Entre bloqueos y ataúdes: así se vive hoy la tragedia en La Guaira
El estado La Guaira enfrenta una crisis humanitaria devastadora tras el reciente terremoto, marcada por un colapso en los servicios médicos y forenses, un apagón que afecta al 90% de la región y denuncias sobre el saqueo de suministros esenciales

La Guaira, una de las zonas más golpeadas por el reciente terremoto en Venezuela, se encuentra en una situación crítica.
Los accesos a la región están bloqueados por efectivos de la Guardia Nacional, lo que ha convertido el traslado de rescatistas y familiares en una odisea.
“Esto es lo que está pasando en la autopista, Caracas, La Guaira. Tienen el acceso trancado de este lado”, comenta un familiar desesperado que busca a su prima.
“Necesitamos herramientas para llevarla, pero el acceso está completamente cerrado”.
La situación ha llevado a tensiones entre civiles y autoridades.
“La policía no nos deja pasar, no tenemos ningún permiso”, se queja otro ciudadano.
“El QR nunca llegó. Nos están desviando y no dejan pasar al personal médico”.
Las peleas entre los rescatistas y las autoridades han sido frecuentes, reflejando la angustia y desesperación de quienes intentan ayudar a sus seres queridos.
Un testigo relata: “Las tensiones han sido tantas que han desembocado en peleas entre civiles y autoridades. Un grupo de personas le dijo a los policías: ‘Permiso, porque o nos matan o nos dejan pasar’. El comandante de la policía respondió: ‘Quítense ya en el corazón de ustedes. Yo los entiendo, pero están atentos a las órdenes de los superiores'”.
Esta dinámica ha creado un ambiente de incertidumbre y frustración.
A medida que avanzan los días, la situación empeora.
La falta de electricidad en un 90% del estado ha permitido que los saqueos y actos vandálicos aumenten.
“La inacción de los primeros días fue vergonzosa, y constituye un crimen de lesa humanidad porque son vidas las que se han perdido”, denuncia un activista.
Diosado Cabello, portavoz del gobierno, ha indicado que se han tomado medidas para regular el acceso a la zona.
“A partir de hoy, queda restringido el acceso al estado La Guaira. Quien quiera venir tiene que cumplir con los protocolos establecidos”, afirmó.
Aunque algunos ven esta medida como necesaria, otros la critican, alegando que obstaculiza la llegada de ayuda humanitaria.
Un rescatista que se encuentra en la zona explica: “El ruido de las motos no deja que los rescatistas escuchen los gritos. En cinco horas, solo pudimos encontrar a dos personas”.
Las condiciones son extremas, y muchos han decidido actuar por su cuenta, derribando bloqueos para intentar ayudar a sus seres queridos.

La situación se agrava con la llegada de reportes sobre saqueos de ayudas humanitarias, donde incluso oficiales están implicados.
“Están repartiendo allí arriba y no reparten ni agua, todo se lo agarran ellos”, revela un ciudadano indignado.
“Los vecinos han tenido que organizarse para ayudar a quienes lo necesitan, mientras que los cuerpos de seguridad parecen más interesados en acaparar recursos”.
A pesar de la adversidad, la solidaridad entre los venezolanos sigue siendo fuerte.
Muchas organizaciones no gubernamentales y misiones religiosas continúan distribuyendo ayuda en los puntos más críticos de La Guaira.
“Aquí está llegando otro camión al sector Guaracarumbo.

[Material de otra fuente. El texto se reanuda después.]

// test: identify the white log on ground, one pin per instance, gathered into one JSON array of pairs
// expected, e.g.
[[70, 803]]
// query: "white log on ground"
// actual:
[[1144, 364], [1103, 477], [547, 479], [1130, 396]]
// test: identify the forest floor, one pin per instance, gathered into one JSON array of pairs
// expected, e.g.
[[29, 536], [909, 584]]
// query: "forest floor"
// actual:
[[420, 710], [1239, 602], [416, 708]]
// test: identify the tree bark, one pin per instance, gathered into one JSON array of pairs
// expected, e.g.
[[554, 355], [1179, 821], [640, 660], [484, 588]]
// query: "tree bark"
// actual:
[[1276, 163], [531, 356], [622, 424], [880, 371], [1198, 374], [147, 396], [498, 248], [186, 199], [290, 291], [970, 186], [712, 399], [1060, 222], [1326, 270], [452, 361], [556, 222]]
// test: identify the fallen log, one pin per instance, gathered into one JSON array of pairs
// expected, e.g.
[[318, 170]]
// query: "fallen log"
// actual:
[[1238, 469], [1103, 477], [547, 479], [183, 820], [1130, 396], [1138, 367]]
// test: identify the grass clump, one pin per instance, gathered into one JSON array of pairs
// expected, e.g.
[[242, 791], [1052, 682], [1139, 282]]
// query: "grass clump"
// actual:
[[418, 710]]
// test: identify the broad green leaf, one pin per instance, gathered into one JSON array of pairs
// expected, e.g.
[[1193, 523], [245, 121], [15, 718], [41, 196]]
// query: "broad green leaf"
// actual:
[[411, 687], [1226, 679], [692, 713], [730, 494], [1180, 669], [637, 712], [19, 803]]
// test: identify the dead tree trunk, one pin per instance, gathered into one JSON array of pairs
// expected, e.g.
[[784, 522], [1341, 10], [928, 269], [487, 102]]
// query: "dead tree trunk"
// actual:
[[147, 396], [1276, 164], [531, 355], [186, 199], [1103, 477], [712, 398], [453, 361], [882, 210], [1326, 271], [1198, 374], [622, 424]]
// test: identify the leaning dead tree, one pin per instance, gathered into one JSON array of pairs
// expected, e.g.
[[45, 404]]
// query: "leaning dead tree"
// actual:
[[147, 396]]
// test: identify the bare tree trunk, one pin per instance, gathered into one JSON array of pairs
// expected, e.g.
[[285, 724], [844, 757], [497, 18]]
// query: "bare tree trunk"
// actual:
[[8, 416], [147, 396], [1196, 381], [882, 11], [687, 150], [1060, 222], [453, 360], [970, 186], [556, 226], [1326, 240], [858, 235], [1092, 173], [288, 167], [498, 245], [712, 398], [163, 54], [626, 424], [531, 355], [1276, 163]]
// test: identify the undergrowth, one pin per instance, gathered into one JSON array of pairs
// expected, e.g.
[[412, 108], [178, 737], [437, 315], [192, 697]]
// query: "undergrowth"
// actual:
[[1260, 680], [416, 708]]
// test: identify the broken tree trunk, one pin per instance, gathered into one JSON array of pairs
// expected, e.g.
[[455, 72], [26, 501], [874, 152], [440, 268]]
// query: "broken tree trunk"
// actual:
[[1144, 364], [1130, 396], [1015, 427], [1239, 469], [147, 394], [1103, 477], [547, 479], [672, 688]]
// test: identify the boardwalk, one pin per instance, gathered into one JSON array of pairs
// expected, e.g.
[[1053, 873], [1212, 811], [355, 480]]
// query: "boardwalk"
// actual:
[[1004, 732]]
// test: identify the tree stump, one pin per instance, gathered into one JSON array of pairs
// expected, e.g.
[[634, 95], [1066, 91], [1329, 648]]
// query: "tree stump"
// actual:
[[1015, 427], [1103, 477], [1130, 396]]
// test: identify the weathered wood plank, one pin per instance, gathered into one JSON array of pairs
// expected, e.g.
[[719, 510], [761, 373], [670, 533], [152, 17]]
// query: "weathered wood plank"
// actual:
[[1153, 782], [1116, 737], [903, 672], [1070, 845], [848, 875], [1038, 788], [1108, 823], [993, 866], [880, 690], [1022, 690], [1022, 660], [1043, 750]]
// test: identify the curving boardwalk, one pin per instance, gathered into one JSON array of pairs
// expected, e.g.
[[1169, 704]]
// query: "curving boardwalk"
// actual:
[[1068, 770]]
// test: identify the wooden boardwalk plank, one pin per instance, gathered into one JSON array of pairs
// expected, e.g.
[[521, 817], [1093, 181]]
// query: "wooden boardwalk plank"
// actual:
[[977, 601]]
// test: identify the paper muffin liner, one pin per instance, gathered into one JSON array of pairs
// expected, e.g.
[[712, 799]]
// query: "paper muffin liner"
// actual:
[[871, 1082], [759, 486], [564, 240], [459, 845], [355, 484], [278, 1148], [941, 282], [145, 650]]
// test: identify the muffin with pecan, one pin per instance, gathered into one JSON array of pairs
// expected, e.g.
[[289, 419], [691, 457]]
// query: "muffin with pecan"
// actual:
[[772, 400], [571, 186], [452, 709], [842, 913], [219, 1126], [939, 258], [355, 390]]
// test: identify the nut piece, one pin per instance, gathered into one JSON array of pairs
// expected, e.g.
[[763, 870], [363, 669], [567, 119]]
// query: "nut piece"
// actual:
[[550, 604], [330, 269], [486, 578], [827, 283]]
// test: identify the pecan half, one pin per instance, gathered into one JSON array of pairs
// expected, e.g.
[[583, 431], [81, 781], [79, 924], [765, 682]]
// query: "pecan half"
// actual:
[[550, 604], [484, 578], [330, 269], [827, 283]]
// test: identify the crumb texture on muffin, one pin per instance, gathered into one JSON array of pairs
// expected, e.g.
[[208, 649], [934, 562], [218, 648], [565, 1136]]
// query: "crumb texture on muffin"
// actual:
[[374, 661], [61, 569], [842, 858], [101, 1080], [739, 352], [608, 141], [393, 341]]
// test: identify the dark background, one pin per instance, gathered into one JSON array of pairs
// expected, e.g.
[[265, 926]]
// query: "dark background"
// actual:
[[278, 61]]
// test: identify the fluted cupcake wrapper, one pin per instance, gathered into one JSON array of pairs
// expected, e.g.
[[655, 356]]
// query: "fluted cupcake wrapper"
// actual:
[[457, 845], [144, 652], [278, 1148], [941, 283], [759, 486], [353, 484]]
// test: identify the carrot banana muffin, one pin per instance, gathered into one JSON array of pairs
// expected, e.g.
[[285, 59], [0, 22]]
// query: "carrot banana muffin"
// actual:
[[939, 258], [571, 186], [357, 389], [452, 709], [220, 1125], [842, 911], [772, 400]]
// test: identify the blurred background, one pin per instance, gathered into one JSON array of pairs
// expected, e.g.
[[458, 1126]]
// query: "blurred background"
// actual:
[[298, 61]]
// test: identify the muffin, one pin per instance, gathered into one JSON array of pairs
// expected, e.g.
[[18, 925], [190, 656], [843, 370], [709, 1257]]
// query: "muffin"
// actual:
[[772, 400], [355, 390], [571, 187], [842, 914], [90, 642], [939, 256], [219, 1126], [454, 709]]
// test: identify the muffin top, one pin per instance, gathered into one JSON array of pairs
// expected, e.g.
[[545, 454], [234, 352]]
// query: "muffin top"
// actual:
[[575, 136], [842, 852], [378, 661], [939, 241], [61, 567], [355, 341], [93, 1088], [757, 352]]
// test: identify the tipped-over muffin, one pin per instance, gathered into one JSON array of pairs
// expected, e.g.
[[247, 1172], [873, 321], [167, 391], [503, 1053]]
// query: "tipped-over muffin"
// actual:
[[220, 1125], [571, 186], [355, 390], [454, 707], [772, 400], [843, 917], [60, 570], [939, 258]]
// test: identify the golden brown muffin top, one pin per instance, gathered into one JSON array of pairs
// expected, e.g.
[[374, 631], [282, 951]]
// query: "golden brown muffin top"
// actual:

Esto son donaciones de ropa y alimentos no perecederos que las víctimas del terremoto vienen a conseguir”, explica un voluntario.
El ambiente de desesperación y caos se siente en cada rincón.
“Antes del terremoto, La Guaira era considerada una de las zonas más estratégicas de Venezuela, por albergar el principal puerto marítimo del país. Hoy, ha pasado de ser un puerto comercial a un lugar donde llegan ataúdes”, lamenta un residente.
Los hallazgos preliminares en los hospitales revelan un colapso en los servicios forenses y un registro inadecuado de víctimas.
“Estamos adquiriendo 10,000 bolsas para cadáveres. De alguna manera, se está aplicando una suposición y es muy triste realmente”, comenta un médico en la zona.
Mientras tanto, los ciudadanos continúan enfrentando la dura realidad.
“Mira, quien venga en realidad tiene que ser especialista. Gente que no va a venir por venir, sino a colaborar”, enfatiza un rescatista.
La desesperación por encontrar a los desaparecidos es palpable, y la comunidad se une en un esfuerzo conjunto para sobrellevar la tragedia.
A medida que la situación continúa desarrollándose, la esperanza de que las ayudas lleguen a quienes más las necesitan sigue viva.
La Guaira, marcada por el dolor y la pérdida, se aferra a la solidaridad y la resiliencia de su gente en medio de la adversidad.